Door het ontbreken van kennis over de oorzaak van MS is er (nog) geen behandeling of medicijn beschikbaar om MS werkelijk te genezen. De beschikbare behandeling bestaat vooral uit het voorschrijven van medicijnen. Deze medicijnen, voorgeschreven door de neuroloog, verminderen de stoornis van het afweersysteem. Alle op dit moment in omloop zijnde medicijnen gaan uit van een ‘vermoedelijke oorzaak’ en verkeren nog in een onderzoeksstaduim of hebben althans nog niet bewezen afdoende te helpen.

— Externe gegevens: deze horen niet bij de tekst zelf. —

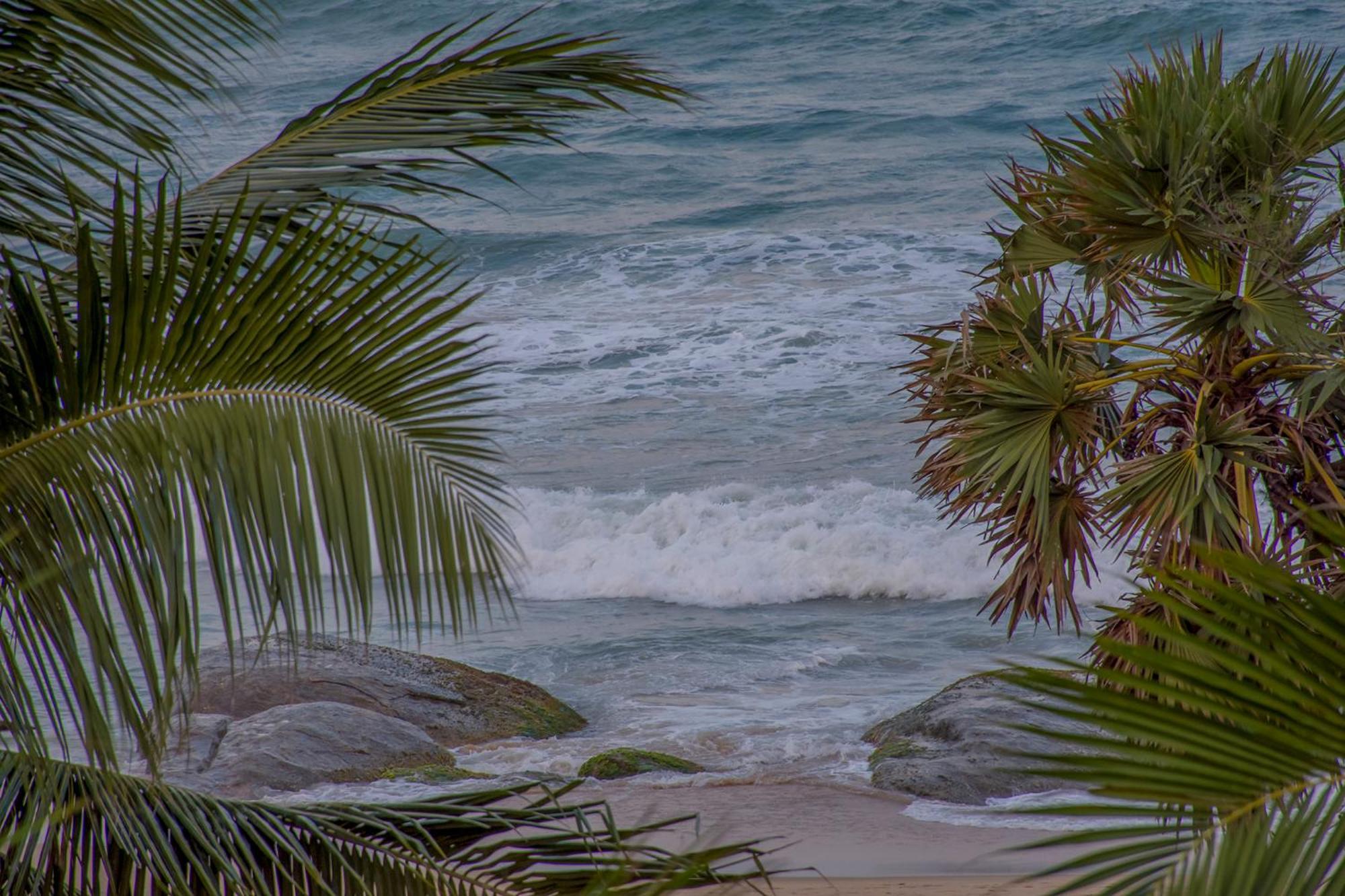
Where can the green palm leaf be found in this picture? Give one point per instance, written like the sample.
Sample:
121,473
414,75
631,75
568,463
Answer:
87,85
461,91
99,833
1223,737
271,404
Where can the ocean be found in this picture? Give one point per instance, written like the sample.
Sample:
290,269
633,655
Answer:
696,314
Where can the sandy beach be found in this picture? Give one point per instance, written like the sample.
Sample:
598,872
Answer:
832,840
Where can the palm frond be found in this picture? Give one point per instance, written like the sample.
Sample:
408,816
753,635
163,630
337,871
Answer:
459,91
1222,737
99,833
88,87
247,408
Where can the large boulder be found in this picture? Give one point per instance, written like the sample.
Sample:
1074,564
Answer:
956,745
305,744
453,702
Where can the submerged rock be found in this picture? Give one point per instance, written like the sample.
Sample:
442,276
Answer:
953,747
453,702
305,744
626,762
432,774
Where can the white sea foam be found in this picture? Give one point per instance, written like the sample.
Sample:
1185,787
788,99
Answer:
742,544
1012,811
742,313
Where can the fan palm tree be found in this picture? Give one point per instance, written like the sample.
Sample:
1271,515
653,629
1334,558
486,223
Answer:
256,384
1223,763
1155,362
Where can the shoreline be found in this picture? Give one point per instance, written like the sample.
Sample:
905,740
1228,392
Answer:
841,834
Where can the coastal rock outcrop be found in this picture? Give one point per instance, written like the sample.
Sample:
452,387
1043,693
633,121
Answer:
305,744
626,762
342,710
953,747
453,702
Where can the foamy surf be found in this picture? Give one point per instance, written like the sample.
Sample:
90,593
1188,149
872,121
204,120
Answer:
742,544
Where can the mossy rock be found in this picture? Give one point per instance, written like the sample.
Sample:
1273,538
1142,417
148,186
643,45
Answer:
431,774
453,702
896,748
626,762
966,743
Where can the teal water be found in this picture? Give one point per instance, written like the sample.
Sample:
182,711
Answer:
696,317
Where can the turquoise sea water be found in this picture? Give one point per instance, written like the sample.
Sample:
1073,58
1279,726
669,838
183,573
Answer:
696,317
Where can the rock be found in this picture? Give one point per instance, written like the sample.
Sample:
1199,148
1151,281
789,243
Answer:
306,744
626,762
432,774
193,752
453,702
953,747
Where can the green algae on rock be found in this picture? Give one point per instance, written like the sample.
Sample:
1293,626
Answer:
626,762
453,702
432,774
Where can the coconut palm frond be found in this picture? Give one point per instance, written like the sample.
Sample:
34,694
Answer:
88,88
1226,748
435,108
249,412
73,829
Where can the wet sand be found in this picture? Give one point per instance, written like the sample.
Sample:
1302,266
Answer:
844,841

7.2.1 Behandeling van opflakkeringen

Corticosteroïden hebben een sterk ontstekingsremmend effect en kunnen de ernst en de duur van een opflakkering verminderen. Ze worden vaak toegediend bij opflakkeringen (in principe enkel bij matige of ernstige opflakkeringen). Doorgaans wordt 500 tot 1000 mg methylprednisolone per dag via een baxter toegediend en dit gedurende 3 tot 7 dagen. Over het algemeen treden bij een kuur van corticosteroïden geen ernstige bijwerkingen op, met name omdat het om korte kuren gaat. Bij langdurig gebruik kunnen wel ernstige bijwerkingen optreden, zoals botontkalking, suikerziekte en gewichtstoename. Vanwege deze bijwerkingen, schrijven de meeste artsen een dergerlijke kuur niet vaker dan twee maal per jaar voor.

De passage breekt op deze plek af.